Niezależnie od tego, na jaki typ bidonu zimowego się zdecydujcie, warto zwrócić uwagę na ustnik. Często ten element nie posiada izolacji i zdarza się tak, że pomimo iż wewnątrz napój jest zdatny do picia to dziubek zamarznie i nie będzie dało się napić z bidonu bez odkręcania nakrętki… Mało tego, taki ustnik (nakrętka) pozbawiona izolacji to też słaby punkt w kontekście szybkiego wychładzania się napoju. Bądźcie więc czujni podczas zakupów, szczególnie jeśli planujecie wychodzić na dworze wyraźnie poniżej zera! Przy okazji ustnika możecie też zdecydować się na model z osłoną tego elementu – przeważnie w formie klapki na dzióbek. Do wycieczkowej jazdy, ewentualnie do jazdy w dużym błocie, może mieć to sens, jednak na intensywny trening osłona stanowi komplikację, która istotnie utrudnia wzięcie łyka. Ostatni element, na który trzeba zwrócić uwagę to kompatybilność z posiadanym koszykiem na bidon. Wprawdzie zwykle wymiary są standardowe i takie same, jak w przypadku letnich bidonów, natomiast warto być tu czujnym, bo spotkaliśmy się już z takimi problemami.

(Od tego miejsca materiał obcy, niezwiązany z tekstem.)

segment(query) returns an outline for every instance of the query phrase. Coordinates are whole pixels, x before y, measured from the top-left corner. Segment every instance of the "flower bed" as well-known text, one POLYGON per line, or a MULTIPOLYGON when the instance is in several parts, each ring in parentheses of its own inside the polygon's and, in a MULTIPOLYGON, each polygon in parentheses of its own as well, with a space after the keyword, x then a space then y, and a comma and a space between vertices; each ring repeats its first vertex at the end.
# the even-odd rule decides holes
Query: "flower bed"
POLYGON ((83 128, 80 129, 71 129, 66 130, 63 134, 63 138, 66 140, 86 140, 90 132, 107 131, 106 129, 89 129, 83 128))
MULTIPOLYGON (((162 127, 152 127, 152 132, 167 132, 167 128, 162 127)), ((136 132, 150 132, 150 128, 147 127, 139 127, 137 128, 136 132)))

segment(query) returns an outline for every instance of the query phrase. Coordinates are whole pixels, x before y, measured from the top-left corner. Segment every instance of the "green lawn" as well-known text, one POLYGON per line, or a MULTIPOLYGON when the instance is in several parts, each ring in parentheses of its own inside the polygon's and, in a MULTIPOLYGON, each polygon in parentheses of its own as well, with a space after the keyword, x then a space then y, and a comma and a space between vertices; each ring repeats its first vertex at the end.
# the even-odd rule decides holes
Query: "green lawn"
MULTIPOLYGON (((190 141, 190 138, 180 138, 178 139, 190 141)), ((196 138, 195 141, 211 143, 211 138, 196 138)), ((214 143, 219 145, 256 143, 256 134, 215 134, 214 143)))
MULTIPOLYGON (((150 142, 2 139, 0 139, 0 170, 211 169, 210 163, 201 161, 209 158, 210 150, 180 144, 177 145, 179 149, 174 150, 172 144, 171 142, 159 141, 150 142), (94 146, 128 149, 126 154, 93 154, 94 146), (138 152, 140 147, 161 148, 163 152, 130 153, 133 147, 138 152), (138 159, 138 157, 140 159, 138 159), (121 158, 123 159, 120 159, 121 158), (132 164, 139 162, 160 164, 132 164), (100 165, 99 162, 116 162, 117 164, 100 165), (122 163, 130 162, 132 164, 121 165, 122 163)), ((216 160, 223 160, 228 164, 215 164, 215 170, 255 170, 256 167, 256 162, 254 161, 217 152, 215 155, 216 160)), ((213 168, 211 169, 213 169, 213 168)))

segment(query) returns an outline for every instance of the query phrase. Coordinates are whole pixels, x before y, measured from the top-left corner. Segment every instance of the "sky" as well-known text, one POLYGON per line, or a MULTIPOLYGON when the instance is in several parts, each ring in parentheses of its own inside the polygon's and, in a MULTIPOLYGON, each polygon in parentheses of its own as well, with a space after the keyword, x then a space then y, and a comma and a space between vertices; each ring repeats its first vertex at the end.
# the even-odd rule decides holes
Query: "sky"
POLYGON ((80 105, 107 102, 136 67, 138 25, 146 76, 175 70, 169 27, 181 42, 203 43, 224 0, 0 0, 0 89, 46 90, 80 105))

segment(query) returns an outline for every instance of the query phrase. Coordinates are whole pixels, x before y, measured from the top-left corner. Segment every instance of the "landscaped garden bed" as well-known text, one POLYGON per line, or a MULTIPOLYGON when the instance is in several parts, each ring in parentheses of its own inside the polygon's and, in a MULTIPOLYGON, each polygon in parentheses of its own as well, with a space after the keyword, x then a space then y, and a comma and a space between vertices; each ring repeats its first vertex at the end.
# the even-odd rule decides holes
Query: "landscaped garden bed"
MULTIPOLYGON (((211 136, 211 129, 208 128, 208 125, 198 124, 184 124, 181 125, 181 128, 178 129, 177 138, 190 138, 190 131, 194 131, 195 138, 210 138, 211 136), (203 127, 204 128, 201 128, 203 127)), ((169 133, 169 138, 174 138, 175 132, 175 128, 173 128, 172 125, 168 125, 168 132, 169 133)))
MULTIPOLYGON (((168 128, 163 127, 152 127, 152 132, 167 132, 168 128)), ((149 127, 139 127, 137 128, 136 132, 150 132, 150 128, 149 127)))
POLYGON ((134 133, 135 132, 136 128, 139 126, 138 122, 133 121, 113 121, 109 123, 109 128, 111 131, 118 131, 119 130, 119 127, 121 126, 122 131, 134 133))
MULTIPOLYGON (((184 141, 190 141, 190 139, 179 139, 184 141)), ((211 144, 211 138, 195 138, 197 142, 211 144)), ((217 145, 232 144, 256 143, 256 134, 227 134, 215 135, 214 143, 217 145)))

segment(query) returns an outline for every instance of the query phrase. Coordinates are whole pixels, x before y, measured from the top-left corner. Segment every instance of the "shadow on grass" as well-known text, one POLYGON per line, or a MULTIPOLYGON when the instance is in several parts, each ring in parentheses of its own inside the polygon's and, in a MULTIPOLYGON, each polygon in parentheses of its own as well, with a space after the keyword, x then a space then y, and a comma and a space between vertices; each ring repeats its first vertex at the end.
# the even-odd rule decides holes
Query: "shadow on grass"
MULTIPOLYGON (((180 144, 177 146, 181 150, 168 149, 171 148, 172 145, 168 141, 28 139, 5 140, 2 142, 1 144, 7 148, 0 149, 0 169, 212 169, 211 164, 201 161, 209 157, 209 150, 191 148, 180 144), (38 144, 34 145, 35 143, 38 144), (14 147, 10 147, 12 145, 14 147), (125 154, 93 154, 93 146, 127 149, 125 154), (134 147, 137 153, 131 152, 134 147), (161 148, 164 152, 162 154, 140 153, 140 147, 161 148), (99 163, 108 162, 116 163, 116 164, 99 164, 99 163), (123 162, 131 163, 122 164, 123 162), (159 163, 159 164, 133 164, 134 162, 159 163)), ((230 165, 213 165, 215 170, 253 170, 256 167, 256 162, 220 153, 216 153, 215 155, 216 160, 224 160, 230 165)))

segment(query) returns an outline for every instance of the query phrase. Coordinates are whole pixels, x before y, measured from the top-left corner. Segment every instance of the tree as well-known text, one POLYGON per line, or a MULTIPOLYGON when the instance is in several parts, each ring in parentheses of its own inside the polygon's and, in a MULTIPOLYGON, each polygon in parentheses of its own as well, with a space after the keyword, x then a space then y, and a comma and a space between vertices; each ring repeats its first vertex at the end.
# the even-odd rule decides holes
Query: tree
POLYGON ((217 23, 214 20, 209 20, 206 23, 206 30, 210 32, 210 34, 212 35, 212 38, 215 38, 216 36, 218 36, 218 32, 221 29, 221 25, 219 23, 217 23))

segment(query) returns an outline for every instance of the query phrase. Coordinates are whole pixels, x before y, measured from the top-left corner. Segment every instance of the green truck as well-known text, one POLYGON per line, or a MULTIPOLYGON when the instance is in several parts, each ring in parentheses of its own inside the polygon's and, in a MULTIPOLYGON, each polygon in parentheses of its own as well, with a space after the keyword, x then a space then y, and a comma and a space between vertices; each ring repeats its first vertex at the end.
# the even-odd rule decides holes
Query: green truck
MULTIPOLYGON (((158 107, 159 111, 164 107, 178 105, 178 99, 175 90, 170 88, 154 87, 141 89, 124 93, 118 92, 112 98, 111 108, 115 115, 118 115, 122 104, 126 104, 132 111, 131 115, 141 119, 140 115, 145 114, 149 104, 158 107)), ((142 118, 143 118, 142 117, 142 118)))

Bidon przewożony w kieszeni kolarskiej bluzy
Kolejną metodą na zapewnienie sobie napoju w komfortowej do spożycia temperaturze jest przewożenie bidonu w tylnej kieszeni kolarskiej bluzy lub kurtki. Można trzymać go w warstwie zewnętrznej, co stanowi niezły pomysł, ponieważ z automatu napój wolniej się wychładza z powodu braku ekspozycji na wiatr. Dodatkowo jest osłonięty materiałem kieszeni i lekko podgrzewamy przez nasze ciało, a przy tym wszystkim mamy do niego stosunkowo łatwy i ergonomiczny dostęp. Natomiast jeszcze lepszą opcją w obrębie tej metody jest patent stosowany przez kolarzy przed laty, czyli wkładanie bidonu do koszulki lub bluzy kolarskiej, założonej jako warstwa pośrednia pomiędzy bielizną, a zewnętrzną kurtką / bluzą. Wówczas izolacja jest naprawdę skuteczna, choć oczywiście sięganie po bidon mocno utrudnione. Da się tak jednak ,,przeżyć zimę”, choć w dobie bidonów termicznych nie polecamy się męczyć… Ewentualnie – gdy wybieracie się na długą jazdę – jest to dobry pomysł na zabranie drugiego bidonu i utrzymanie go w dość wysokiej temperaturze do momentu, gdy zrobicie podmianę butelek.
Plecak z bukłakiem + izolacja
Równie skuteczną opcją jest korzystanie zimą z plecaka lub nerki z bukłakiem. Gruby materiał, z którego wykonuje się te torby zwykle daje niezły efekt i można dość długo cieszyć się napojem w zdatnej do spożycia temperaturze. Różnice w tempie wychładzania się picia są jednak duże między poszczególnymi modelami. Wpływ na to ma nie tylko ich konstrukcja, ale również ilość przewożonego wewnątrz bagażu. Polecamy Wam zwrócić też uwagę na dodatkowe izolowane przegrody. Nie są one standardem, ale spotkaliśmy już na rynku plecaki, które mają specjalne termiczne kieszenie pozwalające utrzymać napój w bukłaku w pożądanej temperaturze. To przydaje się latem i zimą!
Jeśli Wasz plecak nie posiada takiej komory można też samodzielnie przygotować sobie izolacje dla bukłaka. Dobrze nadają się do tego torby spożywcze, które spotkacie na działach z mrożonkami w supermarketach. Mowa o tych, które służą do ,,dowiezienia” mrożonki do domu. Taką torbę docinamy pod wymiar swojego bukłaka i w prosty sposób możemy dłużej cieszyć się napojem w odpowiedniej temperaturze. Alternatywnie można owijać bukłak folią NRC lub jakimś innym dobrze izolującym, ale lekkim materiałem. Ostatnią sprawą jest pamiętanie o regularnym piciu przez rurkę, ponieważ ona – wraz ustnikiem – potrafi zamarzać, gdy przez dłuższy czas nie będziecie z niej korzystać podczas jazdy w ujemnej temperaturze otoczenia… Alternatywnie można wyposażyć się w większą kurtkę i wozić plecak pod spodem, choć to nie do końca wygodny patent.
Termos nie jest zły!
Nie każdy jest sportowcem, dlatego jeśli kręcicie wycieczkowo niezłym pomysłem jest korzystanie z klasycznego turystycznego termosu. Jest masa osób, które regularnie stają pooglądać widoki, zrobić zdjęcie, czy po prostu złapać oddech. Dla takich rowerzystów całkiem rozsądnym rozwiązaniem jest zabranie do plecaka, sakwy, czy kieszeni zwykłego termosu. Napicie się oczywiście wymaga zatrzymania, ale tak również można zadbać o odpowiednie nawodnienie. Klucz to dopasować rozwiązanie do swoich potrzeb i stylu jazdy!